I Love You, but I’ve Chosen Darkness

by Claire Vaye Watkins

by Claire Vaye Watkins

Format: ebook

Primary Doorways: Character, Setting

Genre: Autobiographical fiction

Claire Vaye Watkin’s book I Love You But I’ve Chosen Darkness is like if the concept “The Biggest Shit in the Center of the Universe” wrote a book about itself. Following a fictionalized version of Claire, the book alternates between Claire’s first person perspective as she flees her domestic life to pursue art/sex and letters her mother sent to a cousin the 70s and 60s. The letters move backwards through time mirroring Claire’s journey further and further back into her past in order to rediscover herself.

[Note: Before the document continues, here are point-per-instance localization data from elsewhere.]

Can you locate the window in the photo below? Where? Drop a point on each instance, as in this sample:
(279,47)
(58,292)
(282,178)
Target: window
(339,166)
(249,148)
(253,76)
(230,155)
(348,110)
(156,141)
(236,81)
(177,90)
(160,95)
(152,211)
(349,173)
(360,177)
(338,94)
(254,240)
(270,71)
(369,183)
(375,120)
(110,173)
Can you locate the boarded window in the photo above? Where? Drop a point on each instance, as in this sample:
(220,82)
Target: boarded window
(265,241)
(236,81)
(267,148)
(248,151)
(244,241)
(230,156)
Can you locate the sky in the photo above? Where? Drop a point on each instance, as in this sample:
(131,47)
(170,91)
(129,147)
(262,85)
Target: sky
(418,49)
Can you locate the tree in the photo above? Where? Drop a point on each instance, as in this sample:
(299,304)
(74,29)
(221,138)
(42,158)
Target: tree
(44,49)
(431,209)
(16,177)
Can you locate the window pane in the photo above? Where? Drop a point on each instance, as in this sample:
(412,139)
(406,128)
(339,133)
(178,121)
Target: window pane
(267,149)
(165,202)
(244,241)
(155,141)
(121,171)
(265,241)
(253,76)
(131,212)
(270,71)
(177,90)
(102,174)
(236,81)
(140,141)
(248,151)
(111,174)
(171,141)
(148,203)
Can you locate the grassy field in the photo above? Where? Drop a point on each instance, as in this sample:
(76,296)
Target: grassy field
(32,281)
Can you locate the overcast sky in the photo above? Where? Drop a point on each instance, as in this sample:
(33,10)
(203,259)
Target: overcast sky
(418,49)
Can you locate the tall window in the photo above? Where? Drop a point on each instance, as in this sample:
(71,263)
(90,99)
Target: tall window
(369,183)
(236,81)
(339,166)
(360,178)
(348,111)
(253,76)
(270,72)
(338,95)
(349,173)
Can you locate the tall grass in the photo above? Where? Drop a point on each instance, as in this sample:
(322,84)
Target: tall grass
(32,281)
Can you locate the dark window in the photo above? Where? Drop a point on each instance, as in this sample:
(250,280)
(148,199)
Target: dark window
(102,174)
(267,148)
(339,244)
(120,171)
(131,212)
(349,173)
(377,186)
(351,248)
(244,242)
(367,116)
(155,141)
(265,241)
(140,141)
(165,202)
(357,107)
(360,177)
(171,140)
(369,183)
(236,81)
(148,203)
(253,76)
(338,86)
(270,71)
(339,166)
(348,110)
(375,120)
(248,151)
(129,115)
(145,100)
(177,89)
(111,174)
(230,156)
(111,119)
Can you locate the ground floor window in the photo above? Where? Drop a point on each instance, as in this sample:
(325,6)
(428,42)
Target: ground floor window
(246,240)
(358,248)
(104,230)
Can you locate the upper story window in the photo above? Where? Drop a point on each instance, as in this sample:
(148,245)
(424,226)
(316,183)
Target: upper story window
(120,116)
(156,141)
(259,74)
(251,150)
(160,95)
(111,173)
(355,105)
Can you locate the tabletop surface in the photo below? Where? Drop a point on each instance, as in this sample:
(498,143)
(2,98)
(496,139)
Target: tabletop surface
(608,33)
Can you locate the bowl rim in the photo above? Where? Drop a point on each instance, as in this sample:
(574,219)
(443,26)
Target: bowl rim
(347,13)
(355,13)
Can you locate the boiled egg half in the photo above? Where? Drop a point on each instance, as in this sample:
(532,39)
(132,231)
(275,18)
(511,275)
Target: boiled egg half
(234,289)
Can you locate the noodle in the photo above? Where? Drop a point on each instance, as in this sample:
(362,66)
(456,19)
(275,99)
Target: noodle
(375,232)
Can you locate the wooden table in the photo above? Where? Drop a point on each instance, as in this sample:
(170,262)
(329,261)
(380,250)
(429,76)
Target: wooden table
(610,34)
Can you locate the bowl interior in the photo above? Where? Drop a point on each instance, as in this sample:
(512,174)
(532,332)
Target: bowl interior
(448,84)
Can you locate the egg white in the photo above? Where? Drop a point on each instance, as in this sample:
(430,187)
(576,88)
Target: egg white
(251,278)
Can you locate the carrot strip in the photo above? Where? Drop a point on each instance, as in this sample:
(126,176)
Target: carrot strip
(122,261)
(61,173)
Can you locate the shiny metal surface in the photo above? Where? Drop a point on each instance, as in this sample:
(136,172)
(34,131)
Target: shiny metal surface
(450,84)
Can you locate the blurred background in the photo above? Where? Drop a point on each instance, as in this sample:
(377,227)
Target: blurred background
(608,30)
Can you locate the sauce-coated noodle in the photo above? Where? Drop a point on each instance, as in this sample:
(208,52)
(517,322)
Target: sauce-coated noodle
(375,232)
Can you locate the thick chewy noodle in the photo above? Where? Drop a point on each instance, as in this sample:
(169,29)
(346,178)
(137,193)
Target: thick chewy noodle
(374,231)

If the opening line of this review sounds like a dig, it’s not. Who hasn’t felt like the biggest shit in the center of the universe at times? And what would our literary cannon be without such (male) shits?

Favorite quote:

“Why not tell them, these luminous childless women of Reno, why not tell them everything? That I was coming of age at an alarming rate. That I’d gained so much weight that my dean had stopped asking me my major. That I did not appreciate the distinction between symposium and colloquium. That my chair had called me kiddo, both of a little drunk at a daytime reception. That I had liked it, that having-a-dad feeling. That for weeks into every term I forgot which classroom was mine…Motherhood had cracked me in half. My self as a mother and my sef as not were two different people, distinct. The women they’d admired, who’d written the books they liked or at had heard of, if only today, was on the other side of a canyon…A curtain fell across me each evening, after the baby was asleep, when I was supposed to be resting, supposed to be happy.”